Fuchs Petrolub-Aktie: Kurs klettert leicht

Freitag, 18.05.2018 11:20 von ARIVA.DE

Die Aktie von Fuchs Petrolub (Fuchs Petrolub-Aktie) (Vorzugsaktie) notiert am Freitag ein wenig fester. Zuletzt zahlten Investoren für das Papier 45,94 Euro.

Eine Verteuerung in Höhe von 10 Cent erfreut derzeit die Aktionäre von Fuchs Petrolub (Vorzugsaktie). Gegenwärtig zahlen Käufer an der Börse für das Wertpapier 45,94 Euro. Die Fuchs Petrolub-Aktie hat sich damit heute bislang schlechter entwickelt als der Gesamtmarkt, gemessen am MDAX (MDAX). Dieser notiert bei 26.887 Punkten. Der MDAX liegt derzeit damit um 0,23 Prozent im Plus. Den bisher höchsten Kurs verzeichnete der Anteilsschein von Fuchs Petrolub am 20. Juni 2017. Seinerzeit kostete die Aktie 51,91 Euro, also 5,97 Euro mehr als aktuell.

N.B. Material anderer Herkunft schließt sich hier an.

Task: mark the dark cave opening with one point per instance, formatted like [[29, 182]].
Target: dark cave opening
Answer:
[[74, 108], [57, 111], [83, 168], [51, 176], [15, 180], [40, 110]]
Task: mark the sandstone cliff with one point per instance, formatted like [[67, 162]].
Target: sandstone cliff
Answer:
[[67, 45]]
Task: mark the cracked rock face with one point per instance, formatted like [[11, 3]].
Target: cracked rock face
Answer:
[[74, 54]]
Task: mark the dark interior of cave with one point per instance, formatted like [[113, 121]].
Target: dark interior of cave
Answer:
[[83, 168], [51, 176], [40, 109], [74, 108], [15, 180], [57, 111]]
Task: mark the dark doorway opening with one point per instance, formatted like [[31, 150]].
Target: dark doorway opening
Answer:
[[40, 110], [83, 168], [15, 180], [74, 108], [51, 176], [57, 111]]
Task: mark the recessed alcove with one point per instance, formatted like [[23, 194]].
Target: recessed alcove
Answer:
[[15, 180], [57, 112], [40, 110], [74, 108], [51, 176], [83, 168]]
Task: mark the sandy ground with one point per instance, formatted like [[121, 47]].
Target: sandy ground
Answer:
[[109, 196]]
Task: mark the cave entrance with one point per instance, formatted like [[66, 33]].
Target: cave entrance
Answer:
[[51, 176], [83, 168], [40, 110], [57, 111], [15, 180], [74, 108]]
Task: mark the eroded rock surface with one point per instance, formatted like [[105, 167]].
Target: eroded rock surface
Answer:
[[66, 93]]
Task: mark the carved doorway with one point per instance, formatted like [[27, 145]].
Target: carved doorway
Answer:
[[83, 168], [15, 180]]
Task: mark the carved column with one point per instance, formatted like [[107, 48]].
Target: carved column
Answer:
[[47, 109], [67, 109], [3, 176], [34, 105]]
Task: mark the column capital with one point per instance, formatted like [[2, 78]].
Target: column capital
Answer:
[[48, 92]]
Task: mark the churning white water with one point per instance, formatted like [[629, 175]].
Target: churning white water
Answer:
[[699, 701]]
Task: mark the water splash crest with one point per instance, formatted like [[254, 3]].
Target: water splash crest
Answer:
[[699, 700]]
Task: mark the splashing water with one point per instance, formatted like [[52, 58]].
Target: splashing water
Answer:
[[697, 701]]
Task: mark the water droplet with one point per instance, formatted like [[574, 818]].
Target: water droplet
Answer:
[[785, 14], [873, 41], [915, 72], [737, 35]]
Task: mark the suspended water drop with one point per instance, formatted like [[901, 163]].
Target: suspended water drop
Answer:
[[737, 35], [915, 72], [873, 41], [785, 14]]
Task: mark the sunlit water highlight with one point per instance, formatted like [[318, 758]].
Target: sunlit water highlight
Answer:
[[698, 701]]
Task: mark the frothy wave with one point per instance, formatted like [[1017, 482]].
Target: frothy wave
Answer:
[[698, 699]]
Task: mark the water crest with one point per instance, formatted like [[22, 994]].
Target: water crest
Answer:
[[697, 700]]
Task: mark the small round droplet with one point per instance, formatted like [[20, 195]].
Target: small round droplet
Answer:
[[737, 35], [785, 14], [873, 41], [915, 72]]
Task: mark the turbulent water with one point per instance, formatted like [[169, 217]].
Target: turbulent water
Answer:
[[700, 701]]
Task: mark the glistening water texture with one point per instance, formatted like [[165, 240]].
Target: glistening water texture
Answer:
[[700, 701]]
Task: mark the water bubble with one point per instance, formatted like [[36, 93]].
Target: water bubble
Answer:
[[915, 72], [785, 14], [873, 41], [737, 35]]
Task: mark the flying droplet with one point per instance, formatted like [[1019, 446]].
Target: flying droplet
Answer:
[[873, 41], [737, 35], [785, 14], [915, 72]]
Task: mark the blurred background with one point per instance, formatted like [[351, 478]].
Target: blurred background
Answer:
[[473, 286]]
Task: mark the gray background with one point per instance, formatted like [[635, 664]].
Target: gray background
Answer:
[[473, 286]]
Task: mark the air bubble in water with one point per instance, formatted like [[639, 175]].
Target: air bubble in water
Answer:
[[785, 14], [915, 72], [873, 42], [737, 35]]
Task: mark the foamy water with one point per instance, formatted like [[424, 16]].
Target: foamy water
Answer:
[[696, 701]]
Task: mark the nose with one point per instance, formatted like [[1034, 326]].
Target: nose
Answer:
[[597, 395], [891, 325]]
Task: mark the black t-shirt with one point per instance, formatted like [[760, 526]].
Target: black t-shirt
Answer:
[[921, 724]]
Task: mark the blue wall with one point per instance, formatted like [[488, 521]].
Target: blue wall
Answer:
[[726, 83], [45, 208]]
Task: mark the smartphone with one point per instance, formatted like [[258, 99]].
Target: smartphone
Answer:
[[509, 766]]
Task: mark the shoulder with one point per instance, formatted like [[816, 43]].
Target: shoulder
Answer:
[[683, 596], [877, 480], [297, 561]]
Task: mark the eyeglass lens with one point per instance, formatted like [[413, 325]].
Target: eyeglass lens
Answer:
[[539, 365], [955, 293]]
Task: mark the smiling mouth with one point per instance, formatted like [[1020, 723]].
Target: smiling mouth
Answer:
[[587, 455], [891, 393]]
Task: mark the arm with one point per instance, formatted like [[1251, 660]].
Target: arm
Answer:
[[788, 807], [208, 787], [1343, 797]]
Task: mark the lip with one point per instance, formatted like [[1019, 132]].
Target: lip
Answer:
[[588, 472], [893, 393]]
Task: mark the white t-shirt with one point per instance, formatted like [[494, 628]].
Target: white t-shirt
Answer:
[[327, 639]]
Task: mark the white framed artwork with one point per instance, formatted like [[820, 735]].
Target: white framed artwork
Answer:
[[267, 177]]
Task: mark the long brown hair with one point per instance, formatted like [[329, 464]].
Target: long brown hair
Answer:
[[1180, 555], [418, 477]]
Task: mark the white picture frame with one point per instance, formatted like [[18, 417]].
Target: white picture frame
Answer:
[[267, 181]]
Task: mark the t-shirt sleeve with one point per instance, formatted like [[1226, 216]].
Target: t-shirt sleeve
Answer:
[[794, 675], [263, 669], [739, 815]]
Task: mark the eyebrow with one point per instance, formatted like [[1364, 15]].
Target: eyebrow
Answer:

Das Unternehmen Fuchs Petrolub

Die Fuchs Petrolub AG ist ein Anbieter von Schmierstoffen. Das deutsche Unternehmen konzentriert seine Aktivitäten auf die Herstellung von Standardprodukten und die Entwicklung von Speziallösungen für verschiedene Marktnischen. Die Produktpalette umfasst Schmierstoffe für Auto- und Motorradfahrer, Gütertransport, Personenverkehr, Stahlindustrie, Bergbau, Fahrzeug- und Maschinenbau sowie für die Bauwirtschaft und den Agrarbereich. Bei einem Umsatz von 2,47 Mrd. Euro erwirtschaftete Fuchs Petrolub zuletzt einen Jahresüberschuss von 269 Mio. Euro. Neueste Geschäftszahlen will Fuchs Petrolub am 31. Juli 2018 bekannt geben.

So schlagen sich die Aktien der Wettbewerber

  Fuchs Petrolub Quaker Chemical Exxon Mobil Unipetrol
Kurs 45,94 129,44 € 69,40 € 14,42 €
Performance 0,22 +1,19% +0,06% -0,55%
Marktkap. 6,38 Mrd. € 1,72 Mrd. € 290 Mrd. € 2,61 Mrd. €

So sehen Analysten die Fuchs Petrolub-Aktie

Das Wertpapier von Fuchs Petrolub wurde erst kürzlich einer Analyse unterzogen.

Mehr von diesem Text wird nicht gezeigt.